Cambridge Üniversitesi tarih profesörü Antony Hopkins şu ifadeleri kullandı:

“Çin, ABD hazine tahvillerinin büyük bir alıcısı ve yatırımcısı konumunda. Çin’in ABD tüketici pazarına erişimi kesilirse, Çin’in ABD hazine tahvillerine yatırım yapma kabiliyeti zarar görebilir. Bu da ABD’nin kendi ayağına sıkması anlamına gelir”

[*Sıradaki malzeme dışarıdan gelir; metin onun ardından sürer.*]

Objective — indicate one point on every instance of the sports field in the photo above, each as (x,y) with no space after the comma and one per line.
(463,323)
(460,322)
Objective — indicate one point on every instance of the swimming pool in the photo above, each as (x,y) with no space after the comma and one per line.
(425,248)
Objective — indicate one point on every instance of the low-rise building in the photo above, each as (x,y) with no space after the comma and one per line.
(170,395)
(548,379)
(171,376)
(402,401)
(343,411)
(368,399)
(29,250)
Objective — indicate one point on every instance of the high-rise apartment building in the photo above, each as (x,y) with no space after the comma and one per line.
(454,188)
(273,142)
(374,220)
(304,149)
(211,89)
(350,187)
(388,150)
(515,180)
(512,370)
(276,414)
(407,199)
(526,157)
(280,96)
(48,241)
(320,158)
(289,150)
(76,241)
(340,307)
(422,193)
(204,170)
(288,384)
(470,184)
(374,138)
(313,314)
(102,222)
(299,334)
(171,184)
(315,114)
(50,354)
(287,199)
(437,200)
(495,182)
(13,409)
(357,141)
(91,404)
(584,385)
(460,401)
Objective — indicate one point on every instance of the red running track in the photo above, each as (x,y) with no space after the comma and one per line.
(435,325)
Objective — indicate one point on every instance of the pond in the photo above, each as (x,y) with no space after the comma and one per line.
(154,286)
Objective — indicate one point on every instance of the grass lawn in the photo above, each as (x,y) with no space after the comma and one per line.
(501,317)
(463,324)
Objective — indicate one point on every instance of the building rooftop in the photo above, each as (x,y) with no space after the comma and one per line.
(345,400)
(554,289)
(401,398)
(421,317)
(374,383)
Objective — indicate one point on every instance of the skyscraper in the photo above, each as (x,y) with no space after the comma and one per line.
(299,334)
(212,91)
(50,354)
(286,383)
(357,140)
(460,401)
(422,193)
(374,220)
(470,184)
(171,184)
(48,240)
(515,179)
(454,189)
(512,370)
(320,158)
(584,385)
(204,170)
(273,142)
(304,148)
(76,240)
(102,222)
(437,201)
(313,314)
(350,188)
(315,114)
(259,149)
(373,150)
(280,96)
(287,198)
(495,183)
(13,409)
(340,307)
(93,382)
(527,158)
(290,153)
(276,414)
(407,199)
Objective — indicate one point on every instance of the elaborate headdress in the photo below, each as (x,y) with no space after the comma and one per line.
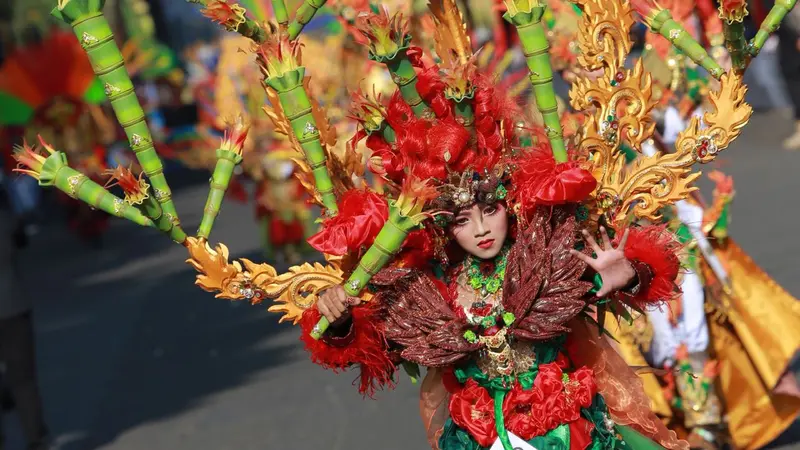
(444,120)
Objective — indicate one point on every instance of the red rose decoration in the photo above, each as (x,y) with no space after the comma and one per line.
(362,214)
(582,387)
(482,311)
(519,418)
(472,409)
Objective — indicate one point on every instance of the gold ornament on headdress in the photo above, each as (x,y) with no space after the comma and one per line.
(622,100)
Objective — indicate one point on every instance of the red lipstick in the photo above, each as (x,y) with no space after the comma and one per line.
(486,243)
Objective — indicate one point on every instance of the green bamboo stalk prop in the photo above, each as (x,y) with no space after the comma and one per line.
(277,58)
(137,193)
(770,24)
(661,22)
(404,215)
(281,13)
(229,155)
(736,44)
(389,42)
(232,17)
(92,29)
(54,170)
(526,16)
(304,14)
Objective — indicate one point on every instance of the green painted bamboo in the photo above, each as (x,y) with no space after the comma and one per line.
(770,24)
(92,29)
(249,29)
(227,161)
(666,26)
(281,14)
(151,208)
(736,44)
(56,172)
(386,245)
(297,108)
(304,15)
(537,55)
(464,113)
(405,77)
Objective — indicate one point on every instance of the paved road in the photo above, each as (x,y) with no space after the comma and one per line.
(133,356)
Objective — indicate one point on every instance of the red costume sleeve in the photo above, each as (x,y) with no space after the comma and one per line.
(359,341)
(653,252)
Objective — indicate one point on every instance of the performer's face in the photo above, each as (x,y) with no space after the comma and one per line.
(481,229)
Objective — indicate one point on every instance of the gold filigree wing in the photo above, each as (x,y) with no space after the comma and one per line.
(296,290)
(604,37)
(292,292)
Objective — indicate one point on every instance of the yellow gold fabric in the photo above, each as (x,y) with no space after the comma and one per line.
(754,339)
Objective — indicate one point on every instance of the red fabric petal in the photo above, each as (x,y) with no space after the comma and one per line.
(658,248)
(367,348)
(362,214)
(538,180)
(567,183)
(472,409)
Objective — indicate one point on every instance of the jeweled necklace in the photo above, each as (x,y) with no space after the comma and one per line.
(486,276)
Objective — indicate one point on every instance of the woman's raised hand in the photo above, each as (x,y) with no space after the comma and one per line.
(615,270)
(334,303)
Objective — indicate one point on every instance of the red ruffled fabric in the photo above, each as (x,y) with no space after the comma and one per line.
(362,214)
(365,345)
(551,402)
(472,409)
(658,248)
(539,180)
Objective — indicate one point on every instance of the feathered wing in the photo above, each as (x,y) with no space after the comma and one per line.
(543,287)
(420,320)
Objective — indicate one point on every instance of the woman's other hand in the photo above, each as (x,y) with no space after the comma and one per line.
(333,303)
(615,270)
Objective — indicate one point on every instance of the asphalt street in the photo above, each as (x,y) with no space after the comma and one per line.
(132,355)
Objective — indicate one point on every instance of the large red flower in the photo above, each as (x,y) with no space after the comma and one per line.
(362,214)
(520,419)
(472,409)
(582,387)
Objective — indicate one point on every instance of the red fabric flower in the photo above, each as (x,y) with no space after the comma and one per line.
(658,249)
(472,409)
(553,410)
(538,180)
(520,419)
(582,387)
(362,214)
(417,250)
(365,345)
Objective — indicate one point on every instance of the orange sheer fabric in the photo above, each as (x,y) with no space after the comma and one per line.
(433,399)
(621,388)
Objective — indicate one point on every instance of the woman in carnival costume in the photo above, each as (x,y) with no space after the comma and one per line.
(503,318)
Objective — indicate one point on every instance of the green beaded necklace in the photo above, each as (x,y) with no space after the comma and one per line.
(486,283)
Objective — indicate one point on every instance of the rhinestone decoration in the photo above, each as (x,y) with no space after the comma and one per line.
(160,195)
(354,284)
(118,207)
(73,184)
(111,90)
(705,146)
(309,129)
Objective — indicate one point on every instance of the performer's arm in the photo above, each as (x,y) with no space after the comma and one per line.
(354,338)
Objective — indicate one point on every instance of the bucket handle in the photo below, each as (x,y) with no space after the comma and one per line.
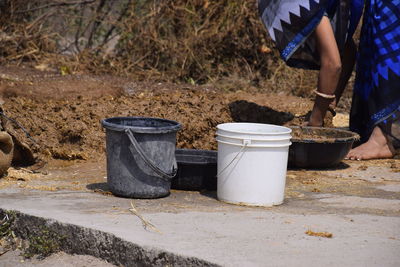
(163,175)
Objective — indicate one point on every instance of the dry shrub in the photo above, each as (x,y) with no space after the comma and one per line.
(196,41)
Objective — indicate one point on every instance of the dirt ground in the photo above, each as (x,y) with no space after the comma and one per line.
(63,113)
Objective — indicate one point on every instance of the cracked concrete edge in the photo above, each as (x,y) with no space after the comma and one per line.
(86,241)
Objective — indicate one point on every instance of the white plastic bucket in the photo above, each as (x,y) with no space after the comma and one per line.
(252,163)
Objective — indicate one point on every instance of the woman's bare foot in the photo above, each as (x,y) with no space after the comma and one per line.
(378,146)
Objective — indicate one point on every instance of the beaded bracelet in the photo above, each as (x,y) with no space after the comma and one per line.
(324,95)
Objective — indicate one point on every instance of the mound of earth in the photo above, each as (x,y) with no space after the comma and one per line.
(61,115)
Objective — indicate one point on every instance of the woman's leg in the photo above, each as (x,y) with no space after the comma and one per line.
(378,146)
(349,56)
(330,70)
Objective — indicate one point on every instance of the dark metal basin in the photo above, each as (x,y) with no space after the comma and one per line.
(197,170)
(317,147)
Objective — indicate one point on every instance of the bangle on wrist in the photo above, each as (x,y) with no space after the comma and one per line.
(324,95)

Bir başka gerilim noktası da Güneydoğu Asya. Trump, Vietnam, Bangladeş ve Endonezya gibi ihracata dayalı ekonomileri tehdit etti ve sonra tarifeleri Temmuz başına kadar erteledi. Bu arada Çin, bölgedeki bağlarını güçlendirme fırsatı buldu.

Son olarak, federal hükümetin araştırma ve veri toplama yeteneklerinin yok edilmesi, ABD'nin rekabet gücünü tehdit ediyor. Ulusal Bilim ve Mühendislik İstatistik Merkezi'ne göre, uzun vadeli temel araştırmaların yaklaşık %40’ı federal hükümet tarafından finanse ediliyor.

 

Bazen Berlin Duvarı'nın 1989'daki yıkılması gibi olaylar, bir dönemin sonunu net şekilde gösterir. Ancak sistem üzerindeki baskının çok yoğun olduğu zamanlarda, gerçek zamanlı olarak bunun geri dönüşsüz olup olmadığı her zaman belli olmayabilir.

Nixon ve altın hamlesi

Tufts Üniversitesi tarih profesörü David Ekbladh, birçok kişinin “Nixon şoku”nun böyle bir kırılma noktası olduğunu düşündüğünü söylüyor. 1971’de Başkan Richard Nixon sabit döviz kuru sistemini sonlandırdı ve ABD dolarını altına endeksli olmaktan çıkardı.

Yazar William Greider, bunu “Amerika’nın küresel ekonomi üzerindeki benzersiz hakimiyetinin kesin olarak sona erdiği tarih” olarak adlandırdı. Küresel piyasalar kaosa sürüklendi ve müttefikler, başkanın tek taraflı kararlarının savaş sonrası işbirliğine dayalı sistemi zayıflattığından endişe etti. Yine de, genel ekonomik düzen ayakta kaldı.

Ekbladh şöyle dedi: “Oyun değişti, ama bu bir devrim değildi”

Pazarların açılmasına yönelik müzakereler devam etti, Amerika’nın ittifakları sağlam kaldı ve uluslararası hukuk saygı görmeye devam etti. ABD hâlâ özgür dünyanın lideri olarak kabul ediliyordu.

Bugün ABD için asıl soru, o eski sistem için desteğin ne kadar derin olduğu. Ekbladh’a göre, küresel ekonomiye yönelik memnuniyetsizlik akımları uzun süredir yüzeye çıkıyordu ve birçok insan Trump’a, sistemi sarsacağı vaadi nedeniyle oy verdi.

Ekbladh şu soruyu soruyor: “Amerikan halkı, bu sistemin gerçekten ortadan kalkmasını mı istiyor?”